8.8.06

A culpa é dos outros

Caio

A indignação é generalizada, muito embora o compartilhamento da culpa não o seja. Aponta-se o dedo com facilidade para as incomposturas das instituições mas os crimes menores, anões, imperceptíveis à comunidade e por isso mesmo inexistentes na percepção de seus autores, passam sem revolta. Isso, sem dúvida, colabora para que os crimes grandes e de maior repercussão também sejam compreeendidos por esses menores como aceitáveis, e, portanto, isentos de punição. Nesse ciclo, de um ponto que sai da desfaçatez de um delito pequeno e vai até a mesma desfaçatez de um crime grande, trava-se um grande acordo implícito de mal comportamento.

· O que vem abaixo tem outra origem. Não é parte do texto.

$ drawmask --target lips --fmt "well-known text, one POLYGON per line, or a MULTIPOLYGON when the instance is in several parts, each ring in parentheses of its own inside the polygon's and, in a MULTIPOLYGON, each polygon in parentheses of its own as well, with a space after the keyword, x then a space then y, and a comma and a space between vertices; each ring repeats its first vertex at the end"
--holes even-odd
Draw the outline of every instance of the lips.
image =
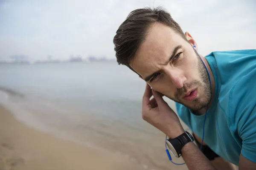
POLYGON ((183 97, 183 99, 189 101, 193 101, 197 96, 197 88, 194 89, 186 94, 185 96, 183 97))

Pegando-se um caso, diga-se, médio nessa percepção de impunidade. O Secretário de Segurança do Estado de São Paulo, Saulo de Castro Abreu Filho, depôs nesta semana na Comissão de Segurança da Assembléia Legislativa do Estado. Tosco que é, e com a segurança pública estadual nas mãos do crime organizado, carregou consigo cerca de 200 policiais militares para aplaudi-lo e vaiar os deputados. O que faziam esses policiais lá, além de compor a claque do machão? Deveriam estar nas ruas, não? cadê as instituições civis? No mesmo balaio talvez. A OAB, na sua sagaz luta pelo impeachment de Lula, faz vista grossa contra os advogadinhos pilantras que ora levam celulares para presos (os advogados “de pobre”) ora vasculham as brechas na legislação para fazer o “planejamento tributário“, que, em outras palavras, trata-se de como enganar o Fisco. Menos imposto para o governo gastar mal, com a vantagem de colocar a culpa no legislador que legislou mal. Eles erram e nós gostamos disso. É bom para o cliente, é bom para o meu bolso.

A Associação Brasileira de Imprensa, voz reinante no Collorgate, preocupa-se mais em fiscalizar jornalistas não-formados que atuam na área do que na qualidade dos textos, das reportagens produzidas e do comércio de interesses que permeia a mídia. Nesse cenário todo, os políticos foram pegos de surpresa com a decisão do TSE de restringir a verticalização. A medida, coerente, visto que barra mais ainda a prostituição partidária no arranjo das alianças, colocou um breque na putaria que vinha sendo armada pelas lideranças das legendas, em especial do PT, PSDB, PFL e PMDB. É um tal de ter PT e PMDB juntos em um lugar, mas em outro serem inimigos. Ou PSDB e PFL amicíssimos lá em cima mas aqui ou acolá se odiando. E lugar em que PT e PSDB são aliados informais então? Sinistro esse país.

E revoltante ver que há meses essa patota toda está com a cabeça nas eleições enquanto o país se debate com todos os seus problemas. Reflexo dessa indiferença é a inércia do Congresso em aprovar qualquer matéria. A única coisa que se aprova a partir de agora neste país é apoio político para outubro. E vem o TSE e bagunça tudo. Revolta idiotas como eu que são obrigados a assistir isso diariamente. Mas que um requintado sentimento de satisfação revanchista ofusca brevemente essa revolta, ofusca sim. É como um jogo em que sabemos que vamos perder, mas se o adverário se complica em algo, rimos.

Aliás, uma correção. Aprovaram nesta semana algo.
Tucanos e pefelistas garantiram o reajuste de 16,6% os salários de aposentados e pensionistas do INSS que ganham mais de um salário mínimo. Impacto adicional de R$ 7 bilhões nas contas públicas. Justo os partidos que criticam tanto o governo pelo descalabro na gerência das contas públicas. E para completar o jogo de cena, o governo petista, antes maior defensor do aumento do salário para aposentados, chiou. Está tudo invertido mesmo.E o pior é que as autoridades são tão ruins de serviço que tiveram quatro anos para fazer alterações nas regras da verticalização. Deixaram para a última hora, aprovaram uma emenda constitucional, mas o princípio da anualidade não permitiu que o fim da verticalização tivesse validade já para este pleito. Trombaram, pois, nas próprias pernas.

O quebra-quebra do sem-terra talvez seja o emblema da semana contra esse desrespeito às instituições e das instituições. Um desrespeito que tem o curioso movimento de duas mãos, já que parte de dentro para fora as atuações incompatíveis com o senso republicano de decência e do que é de fato bom para o país. Como se fosse um pedido para serem atacados. Ou como se fosse o sinal de avalistas do acordão entre nós e eles, cada qual com suas irresponsabilidades cívicas e com a exaltação da regra de que só vale lutar pelo que me trará mais dinheiro e mais poder. A coletividade que se dane.